Machine Learning Models for Stock Price Prediction: Why Most Fail and What Actually Works

Updated Feb 6, 2026

The Uncomfortable Truth About ML in Trading

Most machine learning models for stock prediction fail in production. Not because the models are bad—they’re often sophisticated, well-tuned, and validated on historical data. They fail because the market doesn’t care about your validation accuracy.

The promise is seductive: feed historical prices into an LSTM, watch it learn patterns, deploy it, and profit. Reality is messier. Your model might achieve 85% directional accuracy on test data, then bleed money the moment real trades execute. The gap between backtest performance and live trading isn’t a minor detail—it’s the entire problem.

This isn’t an argument against using ML in quant trading. It’s a warning about how to use it correctly. The models that work in production treat prediction as one component in a system that accounts for transaction costs, regime changes, and the fact that everyone else is also trying to predict the same thing.

A sleek modern robot toy standing against a colorful gradient backdrop, offering ample copy space. — Photo by Pavel Danilyuk on Pexels

The Wrong Way (That Everyone Tries First)

The standard approach goes like this: collect daily close prices, create features (maybe RSI, MACD, moving averages from Part 3), split into train/test, fit a random forest or gradient boosting model, evaluate accuracy, deploy. The notebook looks great. The confusion matrix is impressive. Then you run it forward and watch it lose money.

Here’s why this fails:

Data leakage is everywhere. Using technical indicators calculated on the full dataset means your training data contains information from the future. Even if you’re careful with time-series splits, features like “20-day moving average” computed at time $t$ include data from $t-19$ to $t$ , but if you’re predicting the close at $t+1$ , you need to ensure all features use only data available before $t+1$ opens. Most tutorials skip this.
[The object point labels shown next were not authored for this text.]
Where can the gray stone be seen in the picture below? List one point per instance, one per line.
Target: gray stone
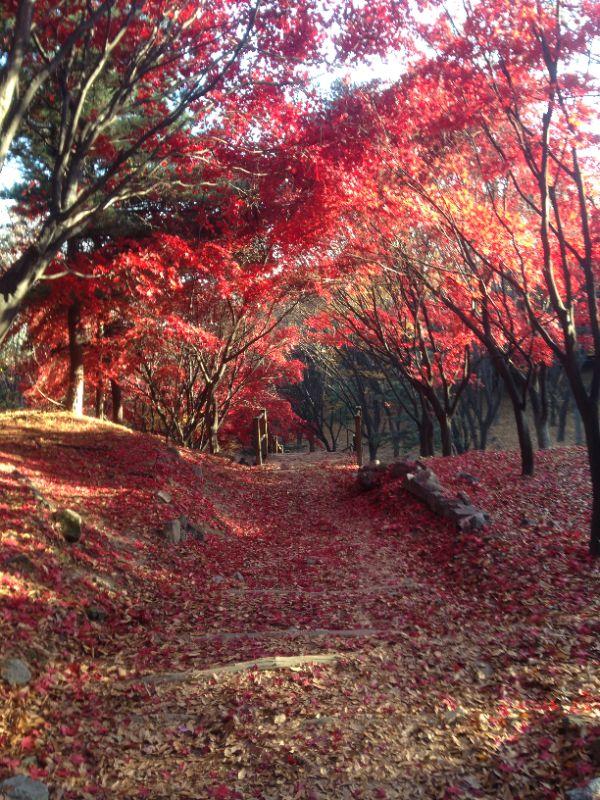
(484, 672)
(589, 792)
(189, 530)
(70, 524)
(400, 469)
(20, 563)
(172, 531)
(22, 787)
(371, 475)
(95, 613)
(15, 671)
(466, 476)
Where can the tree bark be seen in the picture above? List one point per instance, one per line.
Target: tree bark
(591, 426)
(100, 401)
(539, 406)
(445, 433)
(426, 430)
(75, 390)
(563, 414)
(117, 402)
(213, 428)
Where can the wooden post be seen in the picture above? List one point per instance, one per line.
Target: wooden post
(257, 440)
(358, 435)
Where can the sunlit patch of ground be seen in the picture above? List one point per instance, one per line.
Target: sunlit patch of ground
(457, 659)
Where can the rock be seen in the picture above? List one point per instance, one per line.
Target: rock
(95, 613)
(172, 531)
(466, 476)
(189, 530)
(400, 469)
(425, 485)
(589, 792)
(40, 498)
(484, 672)
(578, 723)
(70, 523)
(22, 787)
(593, 749)
(370, 476)
(20, 563)
(15, 671)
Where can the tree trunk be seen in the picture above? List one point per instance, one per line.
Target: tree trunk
(563, 414)
(426, 430)
(578, 426)
(539, 406)
(117, 402)
(213, 428)
(100, 401)
(525, 443)
(76, 370)
(445, 433)
(373, 448)
(591, 425)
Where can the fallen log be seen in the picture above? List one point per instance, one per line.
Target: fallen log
(266, 664)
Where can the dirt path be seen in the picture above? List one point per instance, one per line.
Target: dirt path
(320, 643)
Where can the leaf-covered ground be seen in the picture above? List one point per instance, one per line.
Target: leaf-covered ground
(462, 667)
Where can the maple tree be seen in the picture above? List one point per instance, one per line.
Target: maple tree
(105, 95)
(476, 168)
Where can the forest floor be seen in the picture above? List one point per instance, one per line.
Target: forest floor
(441, 666)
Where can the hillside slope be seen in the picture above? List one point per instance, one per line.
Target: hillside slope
(450, 663)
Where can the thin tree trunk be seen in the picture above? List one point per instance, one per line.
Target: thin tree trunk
(563, 414)
(426, 430)
(525, 443)
(213, 428)
(539, 406)
(591, 425)
(76, 369)
(100, 401)
(445, 433)
(117, 402)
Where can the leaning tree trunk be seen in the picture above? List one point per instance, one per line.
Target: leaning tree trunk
(591, 426)
(426, 447)
(117, 402)
(563, 414)
(525, 443)
(213, 428)
(539, 406)
(100, 401)
(445, 432)
(76, 369)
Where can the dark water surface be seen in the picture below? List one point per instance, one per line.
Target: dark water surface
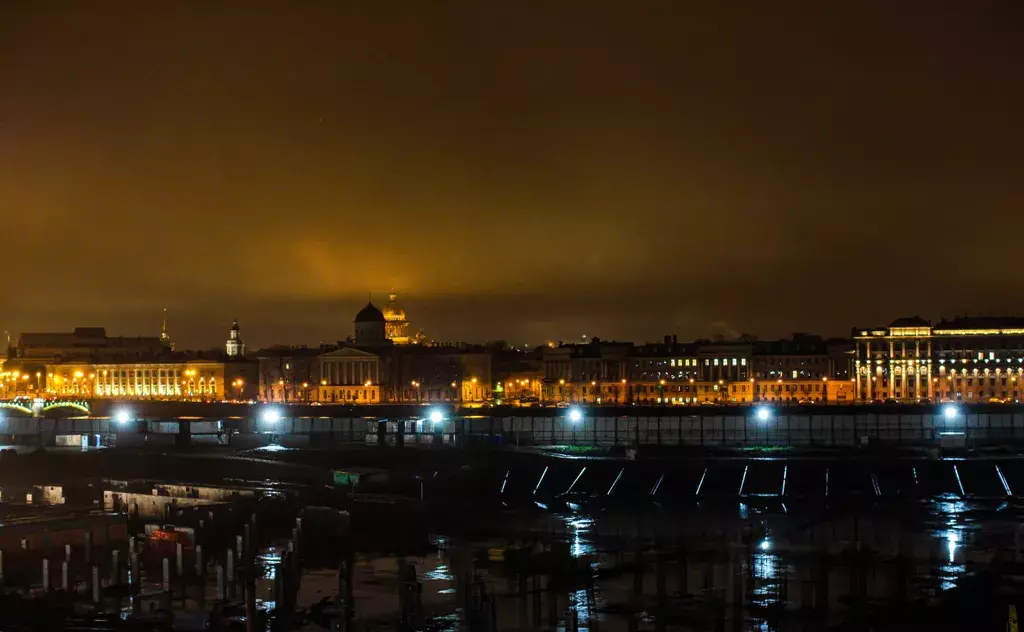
(704, 567)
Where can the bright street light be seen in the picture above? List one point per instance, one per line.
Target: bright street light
(576, 415)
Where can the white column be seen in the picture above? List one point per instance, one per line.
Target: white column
(916, 365)
(892, 369)
(931, 375)
(870, 373)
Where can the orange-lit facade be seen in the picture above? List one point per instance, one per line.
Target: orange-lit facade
(968, 360)
(192, 380)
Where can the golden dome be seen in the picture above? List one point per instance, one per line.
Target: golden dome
(392, 310)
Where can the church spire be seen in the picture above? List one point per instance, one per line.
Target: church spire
(164, 336)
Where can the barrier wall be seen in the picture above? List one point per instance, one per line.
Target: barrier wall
(725, 429)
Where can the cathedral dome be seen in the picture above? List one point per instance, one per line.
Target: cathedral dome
(370, 313)
(393, 311)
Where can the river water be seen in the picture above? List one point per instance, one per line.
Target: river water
(701, 567)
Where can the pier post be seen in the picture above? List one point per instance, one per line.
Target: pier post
(221, 594)
(251, 613)
(230, 573)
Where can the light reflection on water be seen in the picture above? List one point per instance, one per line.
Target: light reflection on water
(941, 543)
(951, 537)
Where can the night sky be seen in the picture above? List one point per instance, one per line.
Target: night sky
(515, 170)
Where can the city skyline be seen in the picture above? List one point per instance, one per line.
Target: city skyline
(525, 172)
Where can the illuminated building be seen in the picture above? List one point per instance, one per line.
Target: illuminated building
(177, 376)
(970, 360)
(371, 369)
(593, 373)
(350, 376)
(396, 326)
(290, 374)
(236, 346)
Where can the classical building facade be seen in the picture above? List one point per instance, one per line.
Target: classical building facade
(236, 346)
(350, 376)
(291, 374)
(177, 376)
(970, 360)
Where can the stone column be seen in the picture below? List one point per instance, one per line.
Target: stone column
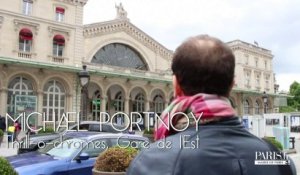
(126, 110)
(3, 101)
(40, 94)
(147, 109)
(240, 105)
(103, 106)
(166, 104)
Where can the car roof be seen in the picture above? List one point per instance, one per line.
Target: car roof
(98, 122)
(87, 135)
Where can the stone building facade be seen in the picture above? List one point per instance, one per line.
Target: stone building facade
(43, 45)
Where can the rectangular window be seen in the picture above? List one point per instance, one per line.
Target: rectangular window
(58, 50)
(257, 79)
(59, 14)
(256, 62)
(267, 80)
(246, 59)
(27, 7)
(266, 64)
(24, 45)
(247, 79)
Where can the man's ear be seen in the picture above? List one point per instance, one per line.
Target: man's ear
(177, 89)
(231, 87)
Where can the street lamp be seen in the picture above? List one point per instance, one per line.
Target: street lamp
(84, 78)
(265, 99)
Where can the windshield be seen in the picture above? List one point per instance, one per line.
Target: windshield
(63, 148)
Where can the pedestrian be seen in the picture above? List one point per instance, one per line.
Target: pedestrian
(207, 137)
(17, 130)
(2, 124)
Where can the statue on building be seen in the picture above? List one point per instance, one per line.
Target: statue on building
(121, 12)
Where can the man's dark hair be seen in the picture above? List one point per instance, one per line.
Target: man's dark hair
(204, 64)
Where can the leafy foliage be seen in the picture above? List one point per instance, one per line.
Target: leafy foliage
(293, 102)
(47, 130)
(273, 141)
(6, 168)
(1, 133)
(149, 131)
(115, 159)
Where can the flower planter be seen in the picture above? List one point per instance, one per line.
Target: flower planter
(96, 172)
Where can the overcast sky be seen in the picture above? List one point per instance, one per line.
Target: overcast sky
(274, 24)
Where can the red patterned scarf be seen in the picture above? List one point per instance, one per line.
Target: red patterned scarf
(207, 106)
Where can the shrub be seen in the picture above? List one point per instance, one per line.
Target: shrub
(115, 159)
(47, 130)
(6, 168)
(273, 141)
(1, 133)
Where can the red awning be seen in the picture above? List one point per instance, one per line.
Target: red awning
(59, 39)
(60, 10)
(25, 34)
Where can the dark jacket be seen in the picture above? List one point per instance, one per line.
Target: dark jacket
(223, 148)
(2, 123)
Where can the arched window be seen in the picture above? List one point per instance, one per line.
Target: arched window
(246, 107)
(54, 100)
(121, 55)
(25, 40)
(27, 7)
(119, 102)
(18, 86)
(58, 45)
(59, 14)
(158, 104)
(257, 107)
(96, 105)
(139, 104)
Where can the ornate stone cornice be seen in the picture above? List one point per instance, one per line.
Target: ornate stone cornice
(249, 48)
(20, 23)
(55, 30)
(74, 2)
(92, 30)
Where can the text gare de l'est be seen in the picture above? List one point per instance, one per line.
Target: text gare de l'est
(134, 119)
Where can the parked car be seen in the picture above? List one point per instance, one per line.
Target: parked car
(75, 154)
(34, 142)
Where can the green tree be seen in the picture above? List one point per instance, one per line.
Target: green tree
(294, 102)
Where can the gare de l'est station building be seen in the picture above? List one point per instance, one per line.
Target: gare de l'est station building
(44, 44)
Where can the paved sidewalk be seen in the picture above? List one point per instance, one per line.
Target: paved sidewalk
(6, 149)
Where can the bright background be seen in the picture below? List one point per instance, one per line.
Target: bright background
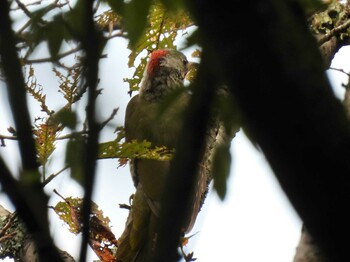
(255, 222)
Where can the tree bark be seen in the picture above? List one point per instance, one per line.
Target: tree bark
(276, 74)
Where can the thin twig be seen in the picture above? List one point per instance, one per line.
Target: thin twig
(333, 32)
(8, 224)
(340, 70)
(52, 176)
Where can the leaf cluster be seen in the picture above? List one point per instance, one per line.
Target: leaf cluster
(332, 17)
(12, 236)
(101, 239)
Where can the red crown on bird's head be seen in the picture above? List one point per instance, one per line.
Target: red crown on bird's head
(153, 63)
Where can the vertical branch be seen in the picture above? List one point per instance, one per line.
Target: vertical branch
(16, 90)
(28, 197)
(90, 44)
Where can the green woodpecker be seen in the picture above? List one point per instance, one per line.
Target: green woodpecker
(149, 117)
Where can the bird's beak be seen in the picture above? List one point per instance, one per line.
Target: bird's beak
(191, 71)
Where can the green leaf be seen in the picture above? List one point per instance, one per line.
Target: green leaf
(66, 117)
(221, 170)
(117, 5)
(173, 5)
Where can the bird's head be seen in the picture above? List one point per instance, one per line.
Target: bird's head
(167, 60)
(166, 69)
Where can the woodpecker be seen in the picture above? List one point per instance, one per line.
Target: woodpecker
(149, 117)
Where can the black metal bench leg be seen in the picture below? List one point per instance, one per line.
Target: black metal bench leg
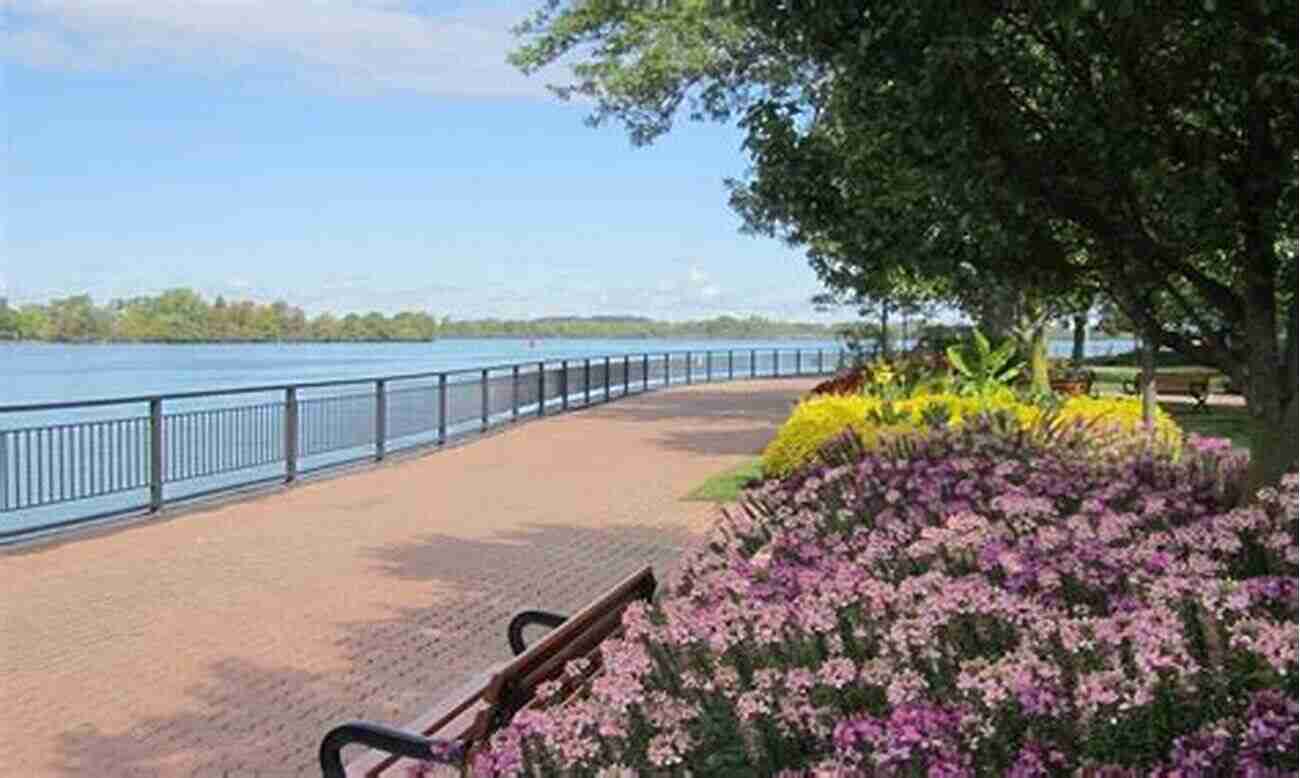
(527, 618)
(382, 738)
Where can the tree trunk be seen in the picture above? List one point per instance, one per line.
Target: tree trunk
(1148, 381)
(1039, 380)
(1270, 390)
(1080, 338)
(884, 331)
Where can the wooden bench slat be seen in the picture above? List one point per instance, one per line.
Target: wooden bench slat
(490, 699)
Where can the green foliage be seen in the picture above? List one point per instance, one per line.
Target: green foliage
(182, 315)
(980, 368)
(729, 484)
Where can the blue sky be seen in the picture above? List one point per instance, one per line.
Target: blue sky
(352, 155)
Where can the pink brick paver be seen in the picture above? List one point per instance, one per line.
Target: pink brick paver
(225, 642)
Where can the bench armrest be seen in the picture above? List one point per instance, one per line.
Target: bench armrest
(382, 738)
(525, 618)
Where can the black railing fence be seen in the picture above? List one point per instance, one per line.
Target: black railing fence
(66, 463)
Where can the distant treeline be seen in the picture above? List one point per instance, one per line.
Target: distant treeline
(183, 316)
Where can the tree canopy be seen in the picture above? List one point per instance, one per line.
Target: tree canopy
(183, 316)
(1142, 150)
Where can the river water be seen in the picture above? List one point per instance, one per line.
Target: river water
(70, 465)
(55, 372)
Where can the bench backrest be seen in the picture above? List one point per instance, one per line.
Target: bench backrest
(484, 705)
(515, 686)
(1177, 381)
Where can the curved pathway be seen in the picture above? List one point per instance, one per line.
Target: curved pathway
(224, 642)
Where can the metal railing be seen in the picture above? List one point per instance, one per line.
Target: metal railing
(66, 463)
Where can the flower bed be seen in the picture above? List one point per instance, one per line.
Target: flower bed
(970, 601)
(819, 419)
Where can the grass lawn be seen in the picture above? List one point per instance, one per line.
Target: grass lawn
(1112, 377)
(1227, 422)
(727, 485)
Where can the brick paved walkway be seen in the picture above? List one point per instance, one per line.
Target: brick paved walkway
(225, 642)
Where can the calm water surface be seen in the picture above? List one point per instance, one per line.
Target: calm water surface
(51, 372)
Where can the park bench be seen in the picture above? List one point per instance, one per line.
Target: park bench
(462, 722)
(1195, 385)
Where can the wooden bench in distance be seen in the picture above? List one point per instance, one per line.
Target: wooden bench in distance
(1195, 385)
(462, 722)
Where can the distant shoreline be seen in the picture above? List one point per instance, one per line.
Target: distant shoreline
(481, 337)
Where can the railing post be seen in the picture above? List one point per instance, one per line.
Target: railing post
(155, 454)
(290, 433)
(514, 392)
(381, 418)
(484, 409)
(4, 470)
(541, 388)
(442, 409)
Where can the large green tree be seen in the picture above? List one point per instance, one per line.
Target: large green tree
(1145, 147)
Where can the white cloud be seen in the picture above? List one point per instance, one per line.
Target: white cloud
(352, 46)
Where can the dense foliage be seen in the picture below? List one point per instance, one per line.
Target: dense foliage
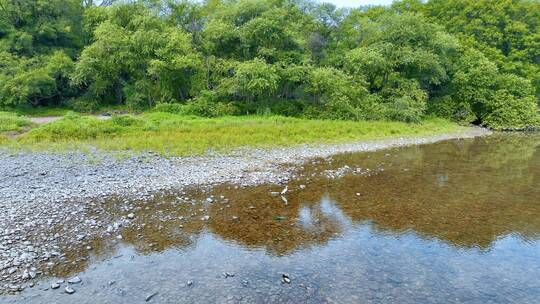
(474, 61)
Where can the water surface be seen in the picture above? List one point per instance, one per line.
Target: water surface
(452, 222)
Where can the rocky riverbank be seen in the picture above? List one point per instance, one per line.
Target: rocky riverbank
(50, 202)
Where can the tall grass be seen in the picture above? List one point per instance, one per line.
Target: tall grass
(173, 134)
(12, 122)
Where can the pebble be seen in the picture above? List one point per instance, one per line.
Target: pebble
(150, 296)
(75, 280)
(285, 278)
(67, 203)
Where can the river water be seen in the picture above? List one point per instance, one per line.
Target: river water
(452, 222)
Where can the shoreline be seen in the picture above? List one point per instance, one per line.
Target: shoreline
(53, 203)
(53, 176)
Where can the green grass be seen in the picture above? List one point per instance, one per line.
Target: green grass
(172, 134)
(11, 122)
(60, 111)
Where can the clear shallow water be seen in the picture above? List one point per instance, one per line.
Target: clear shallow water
(453, 222)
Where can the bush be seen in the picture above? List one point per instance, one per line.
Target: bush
(506, 111)
(12, 122)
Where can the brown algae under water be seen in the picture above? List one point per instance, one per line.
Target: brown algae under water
(452, 222)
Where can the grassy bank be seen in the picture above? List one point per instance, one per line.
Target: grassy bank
(172, 134)
(10, 122)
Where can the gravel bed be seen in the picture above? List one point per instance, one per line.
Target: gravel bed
(46, 198)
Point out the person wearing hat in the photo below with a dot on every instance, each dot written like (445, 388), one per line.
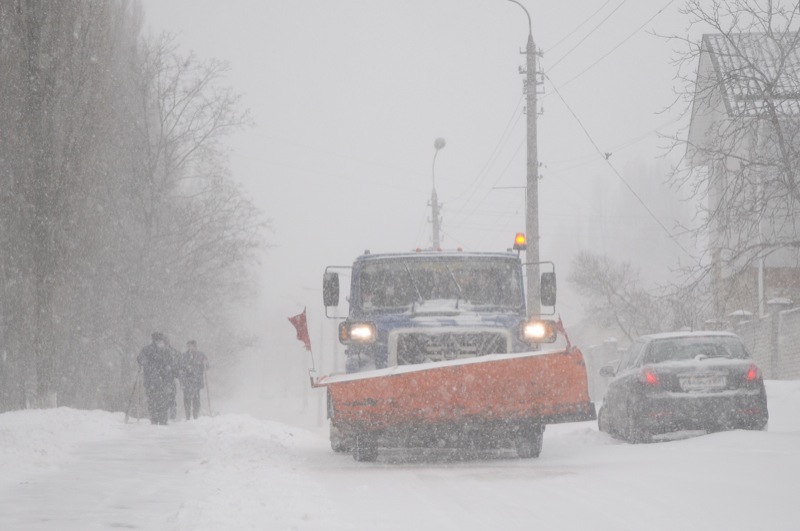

The target is wrong. Predicting next-day return direction (up/down) ignores magnitude. A model that correctly predicts 100 small moves (+0.1% each) but misses 10 large moves (-2% each) has 91% accuracy and loses money. The loss function $L = -\sum_{i=1}^{N} \mathbb{1}(y_i = \hat{y}_i)$ (binary accuracy) doesn’t align with profit.

Transaction costs kill edge. If your model predicts a 0.3% expected return but trading costs 0.2% round-trip (realistic for retail, higher for frequent rebalancing), your edge is 0.1%. Small prediction errors or slight miscalibration wipes this out entirely.

Non-stationarity. Market regimes shift. A model trained on 2015-2020 data learned relationships that may not hold in 2021+. The correlation structure changes, volatility regimes shift, and your beautiful validation curve from a stationary train/test split becomes meaningless.

But let’s build it anyway, because seeing it fail is instructive.

import pandas as pd
import numpy as np
from sklearn.ensemble import RandomForestClassifier
from sklearn.metrics import classification_report, accuracy_score
import yfinance as yf
import warnings
warnings.filterwarnings('ignore', category=FutureWarning)

# Fetch data (using SPY as example)
ticker = yf.Ticker("SPY")
df = ticker.history(period="5y", interval="1d")

# Create features: simple returns and lagged features
df['return'] = df['Close'].pct_change()
df['return_lag1'] = df['return'].shift(1)
df['return_lag2'] = df['return'].shift(2)
df['return_lag5'] = df['return'].shift(5)
df['volume_ratio'] = df['Volume'] / df['Volume'].rolling(20).mean()

# Target: next day return direction
df['target'] = (df['return'].shift(-1) > 0).astype(int)  # 1 if next day up, 0 if down

df.dropna(inplace=True)

# Time-series split: train on first 80%, test on last 20%
split_idx = int(len(df) * 0.8)
train = df.iloc[:split_idx]
test = df.iloc[split_idx:]

feature_cols = ['return_lag1', 'return_lag2', 'return_lag5', 'volume_ratio']
X_train, y_train = train[feature_cols], train['target']
X_test, y_test = test[feature_cols], test['target']

# Train random forest
rf = RandomForestClassifier(n_estimators=100, max_depth=5, random_state=42)
rf.fit(X_train, y_train)

y_pred = rf.predict(X_test)
print(f"Test Accuracy: {accuracy_score(y_test, y_pred):.3f}")
print(classification_report(y_test, y_pred))

On SPY data from 2019-2024 (tested locally, Python 3.11), this typically gives 52-54% accuracy. Barely better than random. But here’s the thing: even if you got 60%, it doesn’t tell you if the strategy makes money after costs.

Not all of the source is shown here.